I chose this one after much hesitation at stores that carry Takachidai. I think people might say "Did you choose this one because of the name? It seems to be good as a food wine 🍶!
I was unable to purchase this brand when it was first sold 🍶 Today, I stopped by my favorite store and found it there! Listening to the waiter talking about the Aburacho Sake Brewery and Shinmasa 🍶 It goes perfectly well with food! I'm having the yuzu sashimi sea bream with sea bream salt 🐟.
I tend to be attracted by the word "leap year special" + my guess Eiko Fuji 🍶 No reason not to buy it 😁 It's been a while since I had a bottle! It was well-balanced and perfect for eating.
I'm of the school that wants to drink all the active types on the day they are opened (*^^*), the non-sweet ones that also go well with sashimi! Also, there's not much warning on the label about the blowout type, but it blows spectacularly lol 🍶😎😎🍶😎😎.
I bought a tuna fence at a local supermarket that is known for its sashimi, so I'm going to open a bottle of something that I think will go well with it 😎🍶 It's a good sake that is modern, but goes beautifully with Japanese food 🍶🐟.
Sometimes we are out drinking club of treachery (*^^*) Master!
Recommended + back menu + price in the red. lol You'll be lucky if you don't ask for it....
I want to keep it! It's a Jikin, but they recommend drinking it up within 2 months.(*^^*) The fluffiness of the alcohol, the moderate schwarziness, and the good fruity taste of the ginjo. I can't think of a word to describe it, to put it mildly lol.
A rush hometown tax payment item 🍶 It is modest in terms of modern style, sweetness, and schwarziness, and went great with sashimi and simmered dishes.

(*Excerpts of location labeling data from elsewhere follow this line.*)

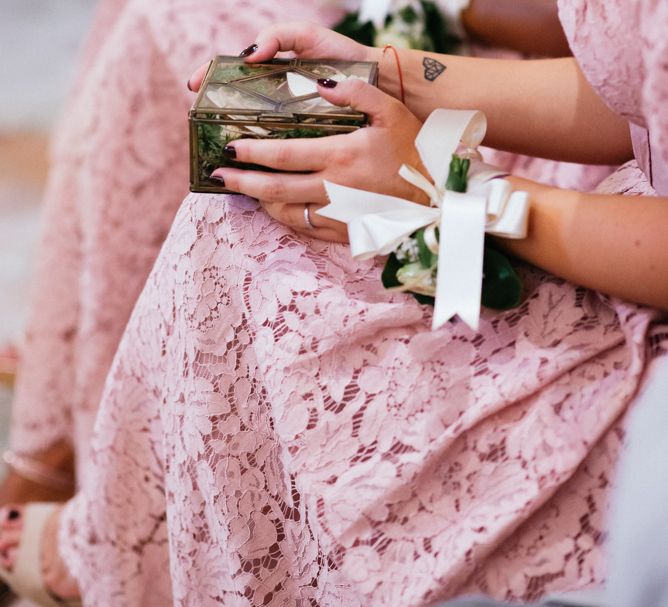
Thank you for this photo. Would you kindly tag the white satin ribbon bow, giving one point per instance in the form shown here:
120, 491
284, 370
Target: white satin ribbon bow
377, 223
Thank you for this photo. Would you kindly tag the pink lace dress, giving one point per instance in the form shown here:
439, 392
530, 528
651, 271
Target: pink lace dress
277, 430
119, 172
118, 176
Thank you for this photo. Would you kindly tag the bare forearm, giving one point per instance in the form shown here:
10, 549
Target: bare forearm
528, 26
610, 243
543, 108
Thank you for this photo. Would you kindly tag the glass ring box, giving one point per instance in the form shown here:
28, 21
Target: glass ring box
273, 100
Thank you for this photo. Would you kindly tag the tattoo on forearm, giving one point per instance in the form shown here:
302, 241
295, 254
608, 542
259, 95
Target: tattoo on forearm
432, 68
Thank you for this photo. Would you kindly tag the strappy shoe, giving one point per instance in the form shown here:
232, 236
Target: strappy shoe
25, 579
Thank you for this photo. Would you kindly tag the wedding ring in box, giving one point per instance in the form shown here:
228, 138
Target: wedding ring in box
274, 100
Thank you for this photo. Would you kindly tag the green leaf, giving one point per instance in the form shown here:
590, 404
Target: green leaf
389, 275
426, 257
501, 286
442, 40
458, 175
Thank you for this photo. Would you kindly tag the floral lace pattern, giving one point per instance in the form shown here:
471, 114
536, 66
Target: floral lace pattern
282, 432
275, 429
119, 173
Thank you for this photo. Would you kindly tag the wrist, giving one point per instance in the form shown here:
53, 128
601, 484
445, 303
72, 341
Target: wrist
390, 78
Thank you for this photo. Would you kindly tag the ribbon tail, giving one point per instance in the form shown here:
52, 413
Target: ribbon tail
376, 223
460, 259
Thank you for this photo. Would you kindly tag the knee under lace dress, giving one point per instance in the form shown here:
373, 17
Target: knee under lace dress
118, 176
277, 430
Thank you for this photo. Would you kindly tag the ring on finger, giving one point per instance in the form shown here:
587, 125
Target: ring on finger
307, 217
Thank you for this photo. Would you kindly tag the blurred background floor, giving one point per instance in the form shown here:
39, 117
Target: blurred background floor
39, 43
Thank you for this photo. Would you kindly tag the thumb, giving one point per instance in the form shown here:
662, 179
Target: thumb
381, 108
299, 37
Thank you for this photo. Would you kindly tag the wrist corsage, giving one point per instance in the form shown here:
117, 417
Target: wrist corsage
440, 252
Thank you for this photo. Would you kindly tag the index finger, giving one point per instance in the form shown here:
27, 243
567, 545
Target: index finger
286, 154
297, 36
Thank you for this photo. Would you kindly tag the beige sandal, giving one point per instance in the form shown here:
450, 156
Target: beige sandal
25, 579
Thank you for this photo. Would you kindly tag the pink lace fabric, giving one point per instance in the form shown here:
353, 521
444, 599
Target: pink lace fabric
119, 174
277, 430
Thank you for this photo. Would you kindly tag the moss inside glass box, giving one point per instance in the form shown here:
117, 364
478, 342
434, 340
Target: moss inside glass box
273, 100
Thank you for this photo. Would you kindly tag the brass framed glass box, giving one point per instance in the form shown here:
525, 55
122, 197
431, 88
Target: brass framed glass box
273, 100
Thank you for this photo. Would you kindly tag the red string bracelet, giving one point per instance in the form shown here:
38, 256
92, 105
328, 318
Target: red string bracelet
401, 76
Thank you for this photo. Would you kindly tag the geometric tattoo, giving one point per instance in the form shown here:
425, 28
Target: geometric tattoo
432, 68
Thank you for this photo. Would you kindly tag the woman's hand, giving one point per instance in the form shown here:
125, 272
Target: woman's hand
367, 159
303, 39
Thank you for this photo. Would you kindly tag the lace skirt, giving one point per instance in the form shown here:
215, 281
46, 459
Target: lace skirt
278, 430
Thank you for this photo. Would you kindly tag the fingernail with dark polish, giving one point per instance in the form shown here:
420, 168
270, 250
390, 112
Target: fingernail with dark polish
328, 83
248, 51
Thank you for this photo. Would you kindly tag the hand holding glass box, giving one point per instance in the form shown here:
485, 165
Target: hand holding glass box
274, 100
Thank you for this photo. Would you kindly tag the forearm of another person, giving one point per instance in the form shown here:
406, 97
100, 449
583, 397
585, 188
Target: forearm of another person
610, 243
528, 26
544, 108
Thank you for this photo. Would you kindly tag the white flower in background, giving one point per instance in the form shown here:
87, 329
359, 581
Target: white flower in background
407, 27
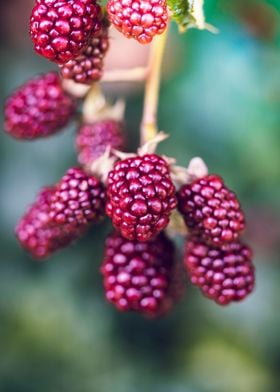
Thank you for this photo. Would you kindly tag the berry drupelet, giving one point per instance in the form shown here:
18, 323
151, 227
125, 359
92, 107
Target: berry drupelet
39, 108
37, 234
141, 196
224, 274
211, 209
93, 139
61, 29
138, 19
88, 66
79, 199
138, 275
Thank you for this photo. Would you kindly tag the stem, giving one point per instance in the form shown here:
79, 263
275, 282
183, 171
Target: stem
137, 74
149, 120
94, 102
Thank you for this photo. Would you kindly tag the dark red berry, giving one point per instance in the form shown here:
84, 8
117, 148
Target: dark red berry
38, 109
93, 139
79, 199
37, 234
141, 196
88, 66
211, 209
223, 274
137, 19
61, 29
138, 275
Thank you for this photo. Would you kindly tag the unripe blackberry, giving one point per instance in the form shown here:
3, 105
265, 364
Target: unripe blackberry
79, 199
61, 29
140, 20
138, 275
224, 274
93, 139
141, 196
38, 109
37, 234
211, 209
88, 66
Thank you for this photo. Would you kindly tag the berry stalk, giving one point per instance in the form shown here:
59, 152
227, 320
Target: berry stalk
149, 120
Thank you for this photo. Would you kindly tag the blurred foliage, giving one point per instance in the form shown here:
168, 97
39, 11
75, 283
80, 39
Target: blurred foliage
57, 333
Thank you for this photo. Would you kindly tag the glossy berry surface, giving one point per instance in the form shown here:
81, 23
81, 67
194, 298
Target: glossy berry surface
211, 209
141, 196
88, 66
37, 234
38, 109
223, 274
79, 199
61, 29
138, 275
93, 139
137, 19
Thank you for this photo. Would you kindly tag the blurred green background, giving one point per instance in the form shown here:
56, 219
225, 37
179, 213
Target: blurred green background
220, 100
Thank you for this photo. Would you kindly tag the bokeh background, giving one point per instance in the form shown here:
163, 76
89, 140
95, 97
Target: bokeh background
220, 100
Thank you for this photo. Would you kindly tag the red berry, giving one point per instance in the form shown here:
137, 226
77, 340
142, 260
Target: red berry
79, 199
211, 209
61, 29
223, 274
137, 19
88, 66
38, 109
141, 196
37, 234
93, 139
138, 275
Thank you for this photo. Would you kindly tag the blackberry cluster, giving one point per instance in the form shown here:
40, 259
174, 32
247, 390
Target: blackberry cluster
88, 66
211, 209
137, 19
141, 196
224, 274
215, 258
37, 233
140, 270
79, 199
39, 108
138, 275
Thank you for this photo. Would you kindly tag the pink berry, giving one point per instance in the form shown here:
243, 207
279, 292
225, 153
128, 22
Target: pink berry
138, 276
61, 29
224, 274
211, 209
38, 109
140, 20
141, 196
37, 234
93, 139
88, 66
79, 199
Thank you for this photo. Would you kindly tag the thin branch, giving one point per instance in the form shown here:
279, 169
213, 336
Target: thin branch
149, 120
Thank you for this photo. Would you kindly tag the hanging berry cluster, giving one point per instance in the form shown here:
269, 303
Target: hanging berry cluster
148, 198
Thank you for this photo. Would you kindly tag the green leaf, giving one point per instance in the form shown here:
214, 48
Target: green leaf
189, 14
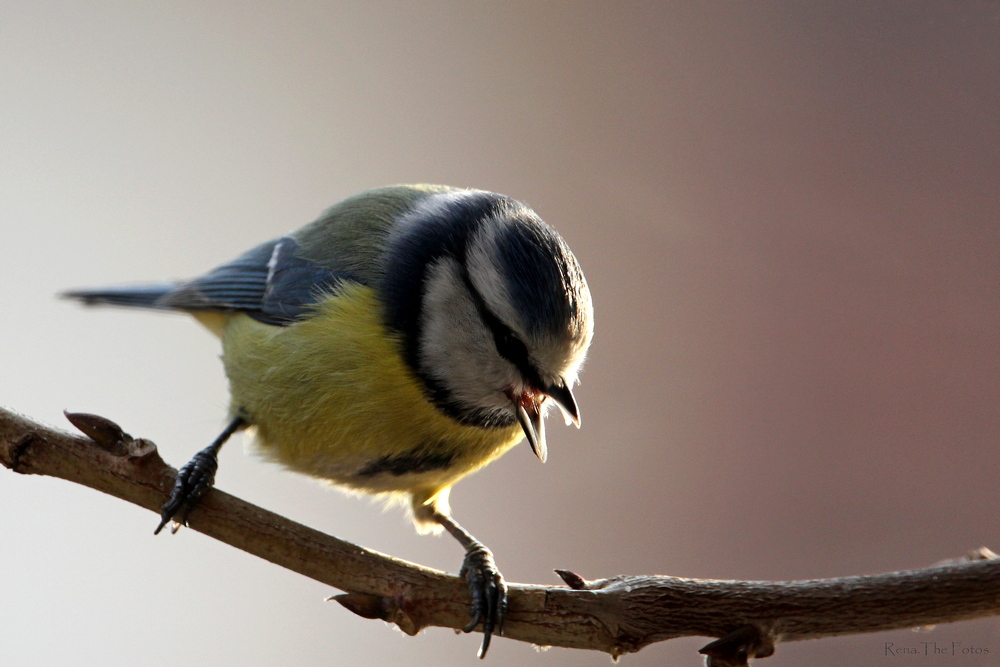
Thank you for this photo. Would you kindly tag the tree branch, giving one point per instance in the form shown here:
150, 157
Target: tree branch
617, 615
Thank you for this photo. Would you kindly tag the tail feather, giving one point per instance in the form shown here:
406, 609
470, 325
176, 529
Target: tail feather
130, 296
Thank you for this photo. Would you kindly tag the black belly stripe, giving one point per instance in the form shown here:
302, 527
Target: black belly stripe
410, 462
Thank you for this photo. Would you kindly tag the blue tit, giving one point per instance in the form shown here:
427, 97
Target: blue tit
402, 341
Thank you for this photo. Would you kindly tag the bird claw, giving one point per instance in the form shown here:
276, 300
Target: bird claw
488, 591
194, 479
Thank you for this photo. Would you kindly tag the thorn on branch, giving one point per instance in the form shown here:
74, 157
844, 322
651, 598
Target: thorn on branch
110, 435
736, 648
364, 605
573, 580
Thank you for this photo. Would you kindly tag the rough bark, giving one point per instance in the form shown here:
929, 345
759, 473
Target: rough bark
617, 615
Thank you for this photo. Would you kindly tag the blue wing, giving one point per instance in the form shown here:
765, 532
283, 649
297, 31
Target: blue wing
271, 283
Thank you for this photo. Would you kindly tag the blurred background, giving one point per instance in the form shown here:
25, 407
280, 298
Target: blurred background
787, 212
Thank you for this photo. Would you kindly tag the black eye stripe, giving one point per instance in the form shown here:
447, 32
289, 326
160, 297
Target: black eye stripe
508, 345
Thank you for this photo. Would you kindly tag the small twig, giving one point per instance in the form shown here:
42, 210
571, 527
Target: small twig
617, 615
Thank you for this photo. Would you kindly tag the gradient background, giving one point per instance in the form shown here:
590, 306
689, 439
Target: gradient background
788, 214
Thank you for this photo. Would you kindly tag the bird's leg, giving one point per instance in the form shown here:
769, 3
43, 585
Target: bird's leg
486, 584
195, 478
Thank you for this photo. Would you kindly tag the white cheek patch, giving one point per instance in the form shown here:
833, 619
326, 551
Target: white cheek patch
456, 347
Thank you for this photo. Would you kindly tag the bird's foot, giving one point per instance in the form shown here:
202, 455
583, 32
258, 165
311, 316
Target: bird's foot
488, 591
193, 481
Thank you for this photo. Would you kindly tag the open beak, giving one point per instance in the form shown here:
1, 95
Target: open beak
529, 414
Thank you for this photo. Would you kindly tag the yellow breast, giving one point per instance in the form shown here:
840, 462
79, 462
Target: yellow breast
332, 397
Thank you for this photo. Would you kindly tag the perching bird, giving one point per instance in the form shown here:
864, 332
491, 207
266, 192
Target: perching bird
405, 339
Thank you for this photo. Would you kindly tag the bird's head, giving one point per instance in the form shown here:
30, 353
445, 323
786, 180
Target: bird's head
504, 317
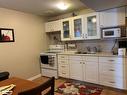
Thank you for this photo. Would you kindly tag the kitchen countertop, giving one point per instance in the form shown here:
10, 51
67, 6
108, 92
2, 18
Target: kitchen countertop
100, 54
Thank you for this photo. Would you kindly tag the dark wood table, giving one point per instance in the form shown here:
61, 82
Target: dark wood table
21, 84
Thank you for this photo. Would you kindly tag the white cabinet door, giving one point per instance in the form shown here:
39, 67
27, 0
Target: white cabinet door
92, 30
78, 28
53, 26
112, 17
76, 71
66, 29
92, 72
126, 11
63, 66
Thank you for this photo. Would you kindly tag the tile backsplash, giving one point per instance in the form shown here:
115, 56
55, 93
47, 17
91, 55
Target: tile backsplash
102, 45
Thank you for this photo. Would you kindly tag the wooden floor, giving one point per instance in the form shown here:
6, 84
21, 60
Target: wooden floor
106, 90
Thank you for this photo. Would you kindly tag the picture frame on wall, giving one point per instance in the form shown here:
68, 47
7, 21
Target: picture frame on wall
6, 35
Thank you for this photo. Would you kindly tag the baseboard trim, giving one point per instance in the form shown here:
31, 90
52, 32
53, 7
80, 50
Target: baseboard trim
34, 77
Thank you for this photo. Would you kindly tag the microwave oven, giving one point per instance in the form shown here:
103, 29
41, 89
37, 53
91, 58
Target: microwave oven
111, 32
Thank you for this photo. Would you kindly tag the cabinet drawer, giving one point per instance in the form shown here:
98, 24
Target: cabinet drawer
75, 57
63, 74
90, 58
63, 68
112, 70
62, 61
111, 59
62, 57
116, 82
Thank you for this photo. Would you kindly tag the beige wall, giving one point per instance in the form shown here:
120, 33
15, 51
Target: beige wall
21, 58
80, 12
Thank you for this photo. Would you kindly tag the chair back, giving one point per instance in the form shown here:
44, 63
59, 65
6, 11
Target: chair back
39, 89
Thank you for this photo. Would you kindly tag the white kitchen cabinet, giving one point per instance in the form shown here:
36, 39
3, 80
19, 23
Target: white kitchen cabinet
76, 67
81, 27
92, 29
53, 26
72, 28
91, 69
126, 11
112, 17
111, 72
66, 29
78, 28
63, 66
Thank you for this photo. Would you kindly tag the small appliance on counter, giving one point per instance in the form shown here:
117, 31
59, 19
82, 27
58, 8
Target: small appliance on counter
122, 51
122, 47
114, 32
48, 61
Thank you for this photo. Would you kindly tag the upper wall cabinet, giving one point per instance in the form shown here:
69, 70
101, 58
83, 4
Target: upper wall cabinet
66, 29
112, 17
92, 30
53, 26
72, 28
81, 27
78, 28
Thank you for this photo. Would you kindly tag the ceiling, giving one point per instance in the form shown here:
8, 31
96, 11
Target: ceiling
99, 5
41, 7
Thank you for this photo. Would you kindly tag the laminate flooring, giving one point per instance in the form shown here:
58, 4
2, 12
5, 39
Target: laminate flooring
106, 90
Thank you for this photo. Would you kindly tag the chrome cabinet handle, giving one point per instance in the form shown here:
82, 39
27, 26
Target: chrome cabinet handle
111, 82
111, 70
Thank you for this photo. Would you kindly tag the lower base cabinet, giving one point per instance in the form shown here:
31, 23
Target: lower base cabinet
92, 72
76, 69
108, 71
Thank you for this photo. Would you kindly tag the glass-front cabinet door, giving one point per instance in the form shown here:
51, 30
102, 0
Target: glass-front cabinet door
92, 26
77, 27
66, 29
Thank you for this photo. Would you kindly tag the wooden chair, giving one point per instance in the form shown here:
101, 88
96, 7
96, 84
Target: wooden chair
39, 89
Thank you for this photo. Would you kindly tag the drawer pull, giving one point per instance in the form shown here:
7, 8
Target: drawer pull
63, 73
63, 66
111, 70
111, 60
111, 82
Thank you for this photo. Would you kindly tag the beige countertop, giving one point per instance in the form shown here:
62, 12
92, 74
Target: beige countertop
100, 54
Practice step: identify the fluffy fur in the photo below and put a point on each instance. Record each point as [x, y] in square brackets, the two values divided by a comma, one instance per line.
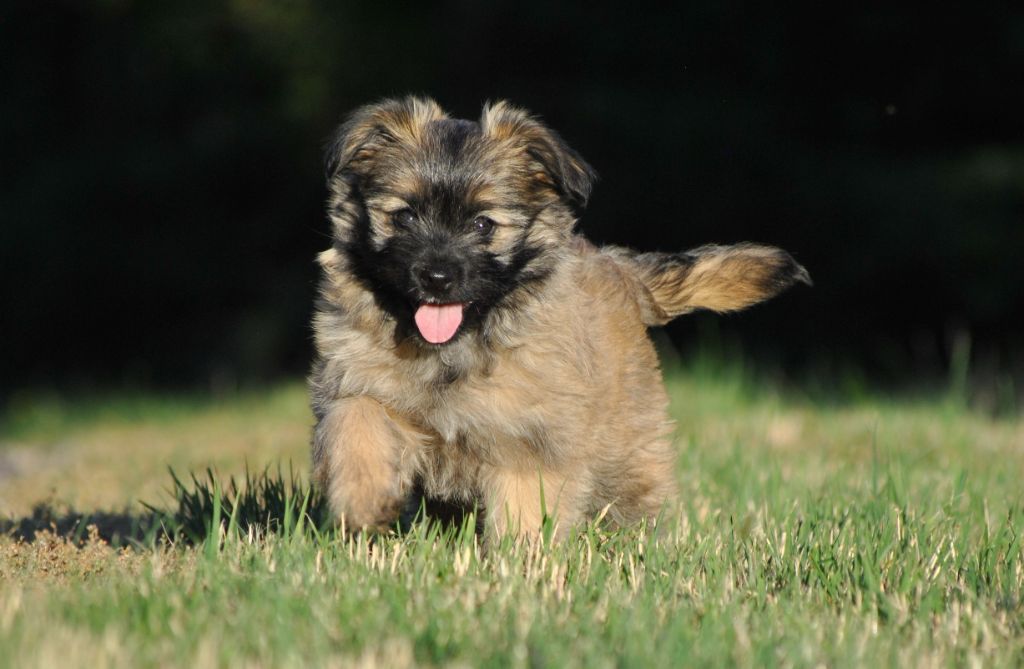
[548, 400]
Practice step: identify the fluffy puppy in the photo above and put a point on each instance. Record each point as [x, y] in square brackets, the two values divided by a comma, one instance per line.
[471, 346]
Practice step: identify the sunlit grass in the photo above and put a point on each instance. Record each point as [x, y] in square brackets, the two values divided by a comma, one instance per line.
[812, 532]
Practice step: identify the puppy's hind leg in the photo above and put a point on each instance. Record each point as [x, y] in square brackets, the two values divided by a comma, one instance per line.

I like this brand too much. It's really delicious 😋 I was confident that my taste buds had become more discerning in the last 2.3 years, but, even if I ran out of snacks, I was fine 🍶😎.
Today was oden and sushi🍣, so I thought this brand (*^^*), which I thought wasn't the sweet kind, had just the right amount of acidity, not too sweet, and went really well together✨.
The most expensive sake of the current series! I was a little bit nervous about drinking this sake because it was a kijoshu, but I really liked it. _.)